Estão chegando ao reservatório de Paraibuna nove metros cúbicos de água por segundo, mas ele está permitindo sair 32 metros cúbicos por segundo. Segundo a assessoria, isso está sendo feito com  vertimento, isto é, com descarga que não passa pelas turbinas, porque é preciso respeitar a vazão defluente mínima obrigatória do reservatório.

Na avaliação do ONS, esse é um sinal de que  os reservatórios estão se esvaziando.
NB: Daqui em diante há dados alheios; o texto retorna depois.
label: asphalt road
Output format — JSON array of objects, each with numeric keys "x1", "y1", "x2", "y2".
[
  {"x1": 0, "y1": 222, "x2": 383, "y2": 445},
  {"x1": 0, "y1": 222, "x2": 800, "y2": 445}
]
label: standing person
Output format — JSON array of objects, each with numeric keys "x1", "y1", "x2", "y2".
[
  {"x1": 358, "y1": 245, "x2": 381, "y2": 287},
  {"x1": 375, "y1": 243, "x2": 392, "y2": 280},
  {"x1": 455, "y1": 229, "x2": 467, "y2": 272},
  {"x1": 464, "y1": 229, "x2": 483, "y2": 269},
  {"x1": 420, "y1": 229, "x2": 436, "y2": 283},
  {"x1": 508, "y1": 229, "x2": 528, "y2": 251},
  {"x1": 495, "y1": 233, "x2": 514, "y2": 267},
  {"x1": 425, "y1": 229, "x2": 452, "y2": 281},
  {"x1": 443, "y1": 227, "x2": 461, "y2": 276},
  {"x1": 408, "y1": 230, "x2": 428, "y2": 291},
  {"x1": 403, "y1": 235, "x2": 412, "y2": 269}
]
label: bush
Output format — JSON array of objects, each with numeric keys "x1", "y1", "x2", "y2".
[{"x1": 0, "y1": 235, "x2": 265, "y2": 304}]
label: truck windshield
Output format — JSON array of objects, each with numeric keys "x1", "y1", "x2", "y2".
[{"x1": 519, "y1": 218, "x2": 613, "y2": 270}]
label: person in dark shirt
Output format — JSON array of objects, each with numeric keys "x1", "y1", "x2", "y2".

O reservatório de Santa Branca, pertencente à Light, por exemplo, apresenta nível de 0,65%, com entrada de 27 metros cúbicos de água por segundo e saída de 40 metros cúbicos por segundo; o de Funil¨(Furnas) tem nível de 4,15%, com 65 metros cúbicos por segundo de entrada e 137 metros cúbicos por segundo de saída; já  no reservatório de Jaguari (Cesp), o nível alcança 2%, com cinco metros cúbicos de água por segundo entrando e 11 metros  cúbicos por segundo saindo.

O ONS salientou, entretanto,  que para a geração de energia do  Sistema Interligado Nacional (SIN), a bacia  do Rio Paraíba do Sul representa menos de 1% da energia produzida. “Não é relevante em termos de energia. O fato de ela parar não é motivo de atenção maior, porque só contribui com 1% da geração hidráulica do sistema”,  esclareceu a assessoria do órgão.